At first glance the situation as of Q1 2009 may seem to be getting better. But it’s not. In prior quarters, banks wound up getting “F” grades because they were barely making money; that is, they had small but positive net incomes that produced ROE’s sufficiently below industry averages to indicate elevated business operating stress. A lot of these institutions were suffering due to mark-to-market accounting, goodwill write-downs and other ROE issues.

In Q1 2009, the data indicates a dramatic climb in the industry aggregate average Bank Stress Index from 1.8 at the end of Q4 2008 to a whopping 5.57 coming out of 1Q 2009 or half an order or magnitude above the 1995 benchmark. The reason for this is the number of banks who delivered negative net incomes in the first quarter of 2009, one thousand five hundred seventy-five (1,575) of them.

Keep in mind what the Q1 2009 FDIC data is saying: Even with the change in the FASB rule for M2M accounting, and Fed liquidity programs, the leading factor driving higher industry stress scores remains ROE degradation, not charge-offs or operational factors such as efficiency. When charge-offs are the leading factor in the IRA Banking Stress Index, then the industry will be through the worst.

The Q1 2009 results calculated by IRA are looking a little like a table from the CDC’s H1N1 confirmed laboratory cases page. Our overall observation is that U.S. policy makers may very well have been distracted by focusing on 19 large stress test banks designed to save Wall Street and the world’s central bank bondholders, this while a trend is emerging of a going concern viability crash taking shape under the radar.

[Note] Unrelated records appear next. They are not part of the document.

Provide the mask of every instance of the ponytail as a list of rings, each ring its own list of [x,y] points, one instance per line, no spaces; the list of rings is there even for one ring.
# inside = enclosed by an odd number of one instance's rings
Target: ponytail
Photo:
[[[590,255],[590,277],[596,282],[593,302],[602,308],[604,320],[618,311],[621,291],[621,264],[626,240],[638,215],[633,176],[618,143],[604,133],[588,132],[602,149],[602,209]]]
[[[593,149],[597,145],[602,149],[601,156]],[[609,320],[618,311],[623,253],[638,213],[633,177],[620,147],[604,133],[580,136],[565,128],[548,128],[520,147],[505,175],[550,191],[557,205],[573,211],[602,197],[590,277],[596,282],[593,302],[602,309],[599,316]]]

We’ve noted in the past that US banks have been migrating down the quality slope taking an average of 9 months to complete the journey from “A” to “F” on the stress scale. The story is predictable. It begins with business losses and recriminations. This is followed by lending engine contraction as the propensity to create exposure narrows towards risk aversion and “quality lending” exclusivity. This is a rare diet to try to live on in these times. The bank, which makes its’ living wage from the interest it collects from its’ lending engine slowly starves.

At a certain point the carry cost of the infrastructure outweighs the earnings rate. Then you start to see strange shifts to seek incremental income from service fees, a move that often only serves to increase customer reluctance and mistrust. The end result is a stressed business model that can only be remedied by getting the core business, its’ lending engine, running again.

Counting the fourth quarter of 2007 when IRA’s data indicates this phenomenon began to emerge, we are now eighteen (18) months or one-half of a business cycle dragging this massive boat anchor the behind the US economy. We may have wasted valuable time trying to save Wall Street at the cost of Main Street.

At this point the reasons no longer matter. It’s time to win by thinking gracefully. The numbers indicate we need to seriously ask the question as to whether economic recovery for the United States can still come from repairing Wall Street – or whether instead we should be worried about addressing the underlying loss rates that are driving the provisioning behind these poor ROE results. Has the time come to shift the policy focus away from the things that we love, namely big zombie banks, to those tackle things that are truly hurting us?